Quienes crean que en la Justicia debe existir la presunción de inocencia, y que las responsabilidades políticas se han de sustanciar de forma homogénea y razonable, tendrán que reconocer que la saña con la que se ha perseguido a Federico Trillo ha roto todos los moldes.
En primer lugar, se quiso hacer al ministro de Defensa de Aznar responsable del accidente aéreo de un avión extranjero y contratado por la OTAN. Esto de la culpabilidad de los accidentes ya se sabe que es arma predilecta de la izquierda, y que no es de aplicación en ningún otro caso. Ya pueden morir centenares de civiles enteramente inocentes y ajenos al caso, que si el bombardeo es de Obama, como ocurrió recientemente en Afganistán, no pasa nada. Ya pueden morir abrasados decenas de bomberos y de agentes forestales en un incendio, como pasó en Guadalajara, que si la CCAA es del PSOE, tampoco pasa nada. A cambio, ya pudimos ver la que se armó con el Prestige, o el aquelarre de los muy decentes con motivo de los atentados del 11M. La derecha es siempre culpable, aunque delinque y asesina con enorme disimulo, pero eso jamás escapa a la atenta vigilancia de los inocentes e impecables izquierdistas que solo reclaman la objetividad y la presunción de inocencia si el sospechoso es de los suyos.
Como el caso aéreo contra Trillo, que no se dedicaba a alquilar aviones, aunque Bono se empeñase en suponerlo, no se tenía de píe, se convirtió el asunto de las identificaciones en la prueba indirecta de su maldad. Al parecer ha sido la prisa en recoger los restos para disimular su gravísima responsabilidad la causa de los errores cometidos y la prueba de la vileza que se le achaca. Ahora un Tribunal ha condenado a unos oficiales por razones más que discutibles y los socialistas, tan decentes, han vuelto a la carga contra Trillo.

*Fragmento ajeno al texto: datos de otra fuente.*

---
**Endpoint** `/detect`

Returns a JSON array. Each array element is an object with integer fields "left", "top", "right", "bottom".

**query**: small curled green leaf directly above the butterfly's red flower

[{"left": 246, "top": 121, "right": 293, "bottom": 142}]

Sin embargo, nadie puso en duda la inocencia de Bono cuando dos helicópteros militares aterrizaron de manera precipitada y peligrosa a causa de desconocidas razones y murieron militares españoles en Afganistán. Bono no pilotaba, pero Trillo sí recogía desordenadamente los restos. Así pasa siempre.
Felipe González presidía un gobierno en el que altísimos cargos de interior, compañeros de Rubalcaba, cometieron gravísimos delitos condenados con sentencia firme, pero Felipe se enteraba por los periódicos, no como Trillo que, al parecer, se dedicaba a desordenar los restos mortales de Trebisonda con ánimo de hacer más doloroso el trance de los familiares. Lo dicho, una derecha criminal que, a Dios gracias, no pasa inadvertida merced al celo justiciero de nuestros decentísimos progresistas. Cuando a Lenin le recordaron que el PC ruso propugnaba el fin de la pena de muerte, y eso era contradictorio con el número de gente a la que estaban ejecutando, contesto: «¡paparruchas!» Viene de lejos esta ley del embudo.